Osteoarthritis From Knee Injury

Osteoarthritis is one of the biggest long-term risks of a knee injury. Ligament and cartilage tears can slightly change your knee anatomy or structure and increase strain on the bones and joints.

Knee osteoarthritis accounts for 80% of the global burden of osteoarthritis. It can lead to pain, immobility, loss of strength, and decreased quality of life. Even if your knee injury does not progress to osteoarthritis, you could place added strain on your other knee through compensatory strategies.

And if you think that you have age on your side following a knee injury, you might want to think again. In another study, researchers examined over 5,000 patients with knee injuries who had a mean age of 29.4.
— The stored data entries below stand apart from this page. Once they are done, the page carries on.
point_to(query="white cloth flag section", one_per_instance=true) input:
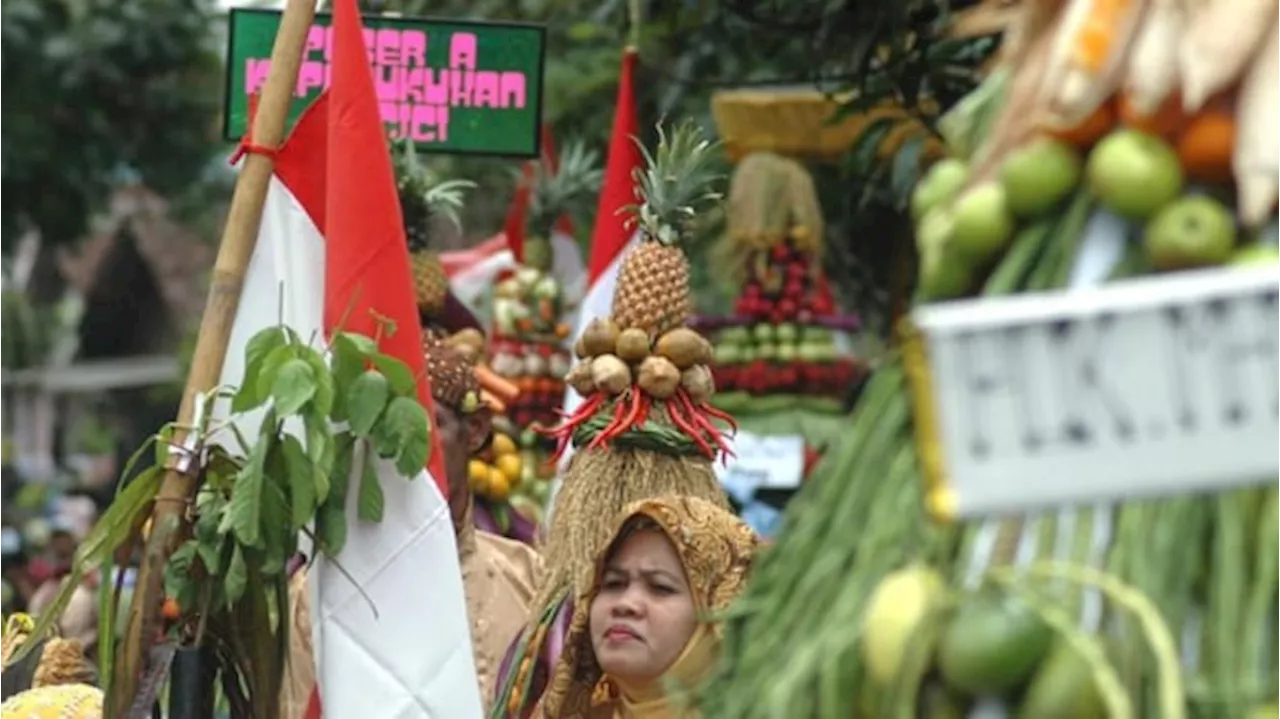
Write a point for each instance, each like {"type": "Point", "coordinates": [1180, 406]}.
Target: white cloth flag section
{"type": "Point", "coordinates": [472, 274]}
{"type": "Point", "coordinates": [396, 644]}
{"type": "Point", "coordinates": [1148, 387]}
They found that knee osteoarthritis risks following a knee injury increased by sixfold. Those individuals with the highest risks were patients with injuries to the cruciate ligaments or meniscus.

Knee Injury Treatment

What types of treatment for knee injuries are available? Ultimately, you need a treatment that repairs damage and restores function. There is not a one size fits all treatment, and several factors will affect healing, such as:

  • Injury severity
  • Age
  • Co-morbidities
  • Chronic vs. acute injuries
  • Obesity
  • And more

First, if you have knee pain without a known injury, you could try some conservative treatments. These include things like losing excess weight, signing up for a yoga class, or exercising more regularly. Some safe exercises you can review with your physician are swimming or cycling, which tend to put less stress on the knee joint.
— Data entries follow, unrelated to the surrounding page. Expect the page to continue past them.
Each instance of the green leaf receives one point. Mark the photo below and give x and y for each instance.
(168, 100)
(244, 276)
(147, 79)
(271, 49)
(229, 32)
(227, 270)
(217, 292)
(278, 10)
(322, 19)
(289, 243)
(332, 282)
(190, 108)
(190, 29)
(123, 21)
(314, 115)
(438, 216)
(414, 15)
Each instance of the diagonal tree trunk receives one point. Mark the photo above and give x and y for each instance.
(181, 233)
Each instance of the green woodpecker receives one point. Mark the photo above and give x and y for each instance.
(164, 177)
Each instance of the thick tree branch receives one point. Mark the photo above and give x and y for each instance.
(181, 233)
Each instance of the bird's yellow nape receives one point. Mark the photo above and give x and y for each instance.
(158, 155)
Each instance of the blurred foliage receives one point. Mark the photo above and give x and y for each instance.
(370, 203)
Platelet Rich Plasma (PRP) Therapy

PRP therapy has increased in popularity for several acute and chronic injuries, including knee pain treatment. Here is how it works:

  1. You will meet with a qualified physician to discuss your knee pain treatment options
  2. If you qualify for PRP therapy, you will have your blood drawn
  3. Blood is placed in a centrifuge to separate platelets
  4. Lidocaine is injected into your knee for pain management
  5. The separated and concentrated platelets are reinjected around or in the knee joint

In most instances, the process takes as little as thirty minutes. The benefit of PRP is that it contains hundreds of growth factors and proteins. When reinjected into specific areas of pain or injury, it breaks down and releases growth factors that spur your body’s natural healing process.

Many people have experienced positive outcomes from this simple technique, including reduced pain and improved function. Since it is a non-surgical treatment option, it is also ideal for individuals who want to try a conservative treatment approach.
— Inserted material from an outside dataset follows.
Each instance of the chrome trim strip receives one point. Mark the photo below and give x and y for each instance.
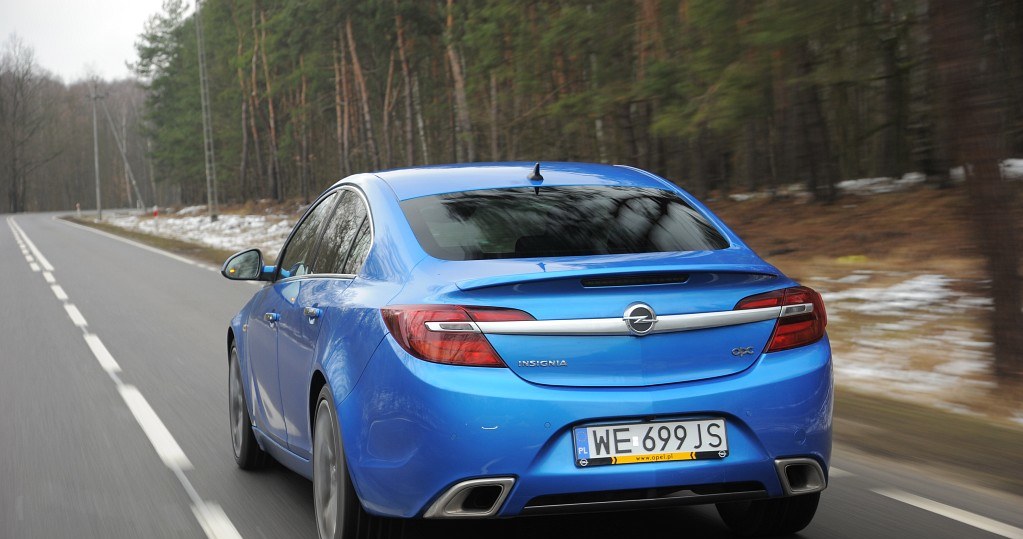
(616, 326)
(451, 504)
(793, 310)
(457, 327)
Even if your knee injury progressed to osteoarthritis, PRP therapy could still be beneficial. Researchers looked at several individuals with knee osteoarthritis who underwent PRP therapy.

In 60% of cases, using PRP therapy was effective at reducing pain and improving functional outcomes. More severe osteoarthritis reduced effectiveness, making this a more useful tool for knee injuries early on.

Find Solutions For Your Knee Injury

Have you experienced a knee injury in your lifetime? Maybe you recently experienced a sudden acute injury, or you have dealt with knee pain for several months (or years).

Whether you tried conventional solutions like resting, ice, or therapy, you might still have lingering pain. While these approaches are useful, PRP therapy could help you get back on your feet – literally.